2.1.1 Hardware Configuration

Server configuration

Master server

A master server splits large data files into blocks and makes files (distributed file system), and centrally manages those file names and storage locations.

A master server can also receive requests to execute analysis processing application jobs, and cause parallel distributed processing on slave servers.

This product requires that the master server is duplicated (a primary server and a secondary server).

This product's master server functions are installed on both the primary and secondary server of the master server.

Slave server

Analysis processing can be performed in a short amount of time because the data file, split into blocks by the master server, is processed using parallel distributed processing on multiple slave servers.

Furthermore, the data that is split into blocks is stored in a high-reliability system.

This products's slave server functions are installed at each slave server.

Development server

The development server is a server where Pig or Hive is installed and executed. They enable easy development of applications that perform parallel distribution (MapReduce).

This product's development server functions are installed at the development server.

Collaboration server

With Apache Hadoop, it was necessary to register in HDFS, the distributed file system for Hadoop, in order to analyze. Analysis can be performed by directly transferring the large amount of data on the business system to the DFS (Distributed File System), which is built on the high reliability storage system that is one of the main features of this product, from the collaboration server using the Linux standard file interface.

Installation of an existing data backup system on the collaboration server enables easy use of data backups.

This products's collaboration server functions are installed at the collaboration server.

Note

Make sure that the data stored in the DFS using data transfer is the data that is to be analyzed using Hadoop.
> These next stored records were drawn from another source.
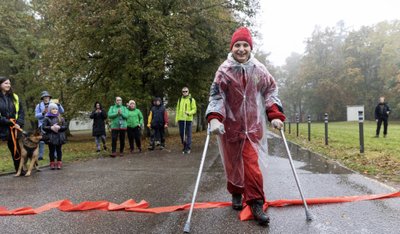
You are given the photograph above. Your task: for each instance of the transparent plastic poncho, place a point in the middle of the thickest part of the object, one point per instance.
(241, 93)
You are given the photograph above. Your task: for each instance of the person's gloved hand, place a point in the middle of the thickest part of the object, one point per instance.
(216, 127)
(277, 123)
(55, 128)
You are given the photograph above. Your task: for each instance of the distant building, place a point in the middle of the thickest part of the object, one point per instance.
(352, 112)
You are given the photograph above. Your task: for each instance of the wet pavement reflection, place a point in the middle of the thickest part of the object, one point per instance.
(313, 162)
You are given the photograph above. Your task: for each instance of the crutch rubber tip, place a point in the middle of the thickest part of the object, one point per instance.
(309, 216)
(186, 229)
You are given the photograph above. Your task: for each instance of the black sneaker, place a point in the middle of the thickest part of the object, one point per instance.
(256, 208)
(237, 201)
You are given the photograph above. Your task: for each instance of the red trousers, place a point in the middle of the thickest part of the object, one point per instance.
(253, 181)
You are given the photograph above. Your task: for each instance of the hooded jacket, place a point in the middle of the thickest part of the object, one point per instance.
(99, 126)
(8, 111)
(118, 121)
(242, 94)
(185, 104)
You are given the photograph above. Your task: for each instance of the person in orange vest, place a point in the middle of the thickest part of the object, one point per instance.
(11, 119)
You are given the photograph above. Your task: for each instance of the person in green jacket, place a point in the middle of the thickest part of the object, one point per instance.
(185, 109)
(118, 114)
(135, 125)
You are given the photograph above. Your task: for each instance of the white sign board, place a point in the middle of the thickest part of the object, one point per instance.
(352, 112)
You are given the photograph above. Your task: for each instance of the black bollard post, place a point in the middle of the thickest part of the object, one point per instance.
(297, 124)
(361, 128)
(309, 127)
(326, 128)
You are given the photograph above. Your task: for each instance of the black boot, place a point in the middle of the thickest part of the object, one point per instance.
(237, 201)
(256, 207)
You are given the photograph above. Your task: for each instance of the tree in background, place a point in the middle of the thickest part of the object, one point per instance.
(99, 49)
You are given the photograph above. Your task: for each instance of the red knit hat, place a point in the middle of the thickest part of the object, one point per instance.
(242, 34)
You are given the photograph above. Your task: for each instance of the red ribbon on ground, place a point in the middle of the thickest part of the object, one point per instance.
(144, 207)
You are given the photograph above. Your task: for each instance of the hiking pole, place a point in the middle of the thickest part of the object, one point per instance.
(308, 214)
(186, 229)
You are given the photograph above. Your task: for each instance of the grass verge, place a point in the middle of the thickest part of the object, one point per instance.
(381, 157)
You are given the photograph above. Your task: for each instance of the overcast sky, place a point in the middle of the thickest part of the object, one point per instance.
(285, 24)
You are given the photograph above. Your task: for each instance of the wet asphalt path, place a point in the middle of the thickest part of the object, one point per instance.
(167, 177)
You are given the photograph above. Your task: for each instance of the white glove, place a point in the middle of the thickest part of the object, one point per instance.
(55, 128)
(216, 127)
(277, 123)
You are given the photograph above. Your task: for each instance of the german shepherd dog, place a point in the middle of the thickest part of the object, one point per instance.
(29, 146)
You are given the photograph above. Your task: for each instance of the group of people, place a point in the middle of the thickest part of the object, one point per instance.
(129, 119)
(243, 97)
(12, 119)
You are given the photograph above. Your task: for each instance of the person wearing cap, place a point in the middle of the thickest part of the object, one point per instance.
(243, 97)
(135, 125)
(40, 113)
(118, 114)
(185, 109)
(55, 126)
(157, 122)
(99, 117)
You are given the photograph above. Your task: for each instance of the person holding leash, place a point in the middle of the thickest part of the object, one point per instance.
(40, 113)
(243, 96)
(185, 109)
(11, 119)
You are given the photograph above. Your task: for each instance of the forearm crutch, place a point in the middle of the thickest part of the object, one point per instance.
(186, 229)
(308, 214)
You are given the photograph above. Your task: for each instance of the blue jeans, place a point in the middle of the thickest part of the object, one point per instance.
(185, 132)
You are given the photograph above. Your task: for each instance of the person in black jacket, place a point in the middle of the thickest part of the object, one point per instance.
(55, 126)
(382, 112)
(157, 122)
(11, 119)
(99, 117)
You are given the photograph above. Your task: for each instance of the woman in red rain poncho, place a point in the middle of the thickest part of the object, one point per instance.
(242, 97)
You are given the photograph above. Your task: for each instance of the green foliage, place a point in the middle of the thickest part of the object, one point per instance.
(134, 49)
(342, 67)
(380, 159)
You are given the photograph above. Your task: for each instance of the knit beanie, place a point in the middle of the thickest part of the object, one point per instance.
(53, 106)
(242, 34)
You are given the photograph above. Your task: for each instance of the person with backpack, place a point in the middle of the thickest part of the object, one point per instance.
(157, 122)
(55, 126)
(135, 125)
(382, 111)
(185, 109)
(118, 114)
(40, 113)
(99, 117)
(11, 119)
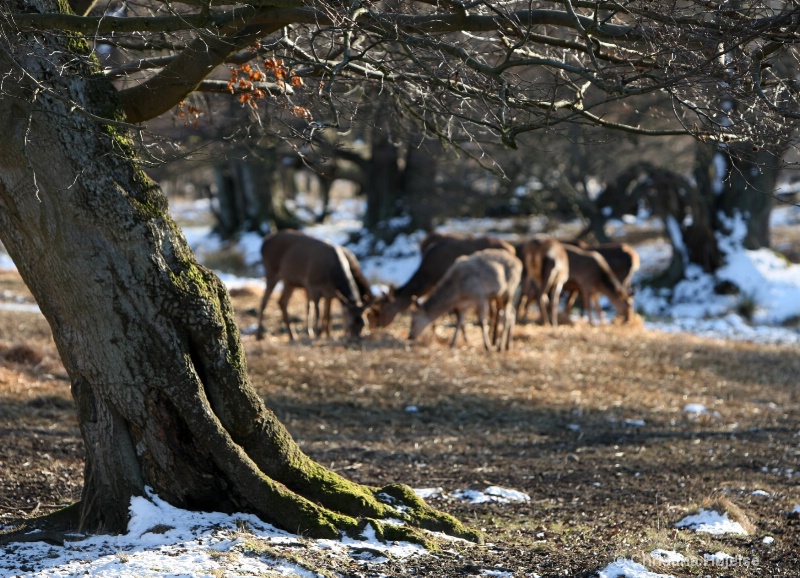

Other data cannot be stored.

2.1.1.2 Network Configuration

Network configuration

Admin LAN

LAN used to perform the cloning processes in Smart setup.

This is established separately to the public LAN used for Hadoopp parallel distributed processing.

Use the first network interface as the connection for the admin LAN.

Public LAN

This is the LAN for analysis processing tasks between a master server and slave servers.

A configuration without redundancy is possible. However, by using the network redundancy software incorporated in this product, public LAN redundancy is possible even if a fault occurs in one LAN.

The configuration file (bdpp.conf) used during installation can be used to set whether or not redundancy is used. Refer to "A.2.1 bdpp.conf" for details of bdpp.conf.

iSCSI-LAN

This product uses Internet Small Computer System Interface (iSCSI) as the interface between the servers and the storage systems. This is the LAN for this iSCSI connection.

It is recommended to make the transfer speed between the storage systems and the network switch 10Gbit/s or more.

We recommend a redundancy configuration by means of the ETERNUS multipath driver as a precaution in case of a LAN fault.

Cluster interconnect (CIP) LAN

This is the LAN used for a HA cluster configuration for the primary server and secondary server. A configuration without redundancy is possible, but we recommend redundancy as a precaution in case of a LAN fault.

The configuration file (bdpp.conf) used during installation can be used to set whether or not redundancy is used. Refer to "A.2.1 bdpp.conf" for details of bdpp.conf.

2.1.1.3 Hardware Requirements

The following hardware conditions must be met when using this product.

Table 2.1 Mandatory hardware conditions
Function	Hardware	Notes
Master server	PRIMERGY RX Series, PRIMERGY TX Series(*1)	The CPU must be at least a dual-core CPU.
Slave server	PRIMERGY RX Series, PRIMERGY TX Series(*1)	The CPU must be at least a dual-core CPU.
Development server	PRIMERGY RX Series, PRIMERGY TX Series(*1)	The CPU must be at least a dual-core CPU.
Collaboration server	PRIMERGY RX Series, PRIMERGY TX Series(*1)	The CPU must be at least a dual-core CPU.
External storage apparatus	ETERNUS DX series

*1: Refer to the supported model information at the following site for the PRIMERGY RX and TX Series models supported by this product.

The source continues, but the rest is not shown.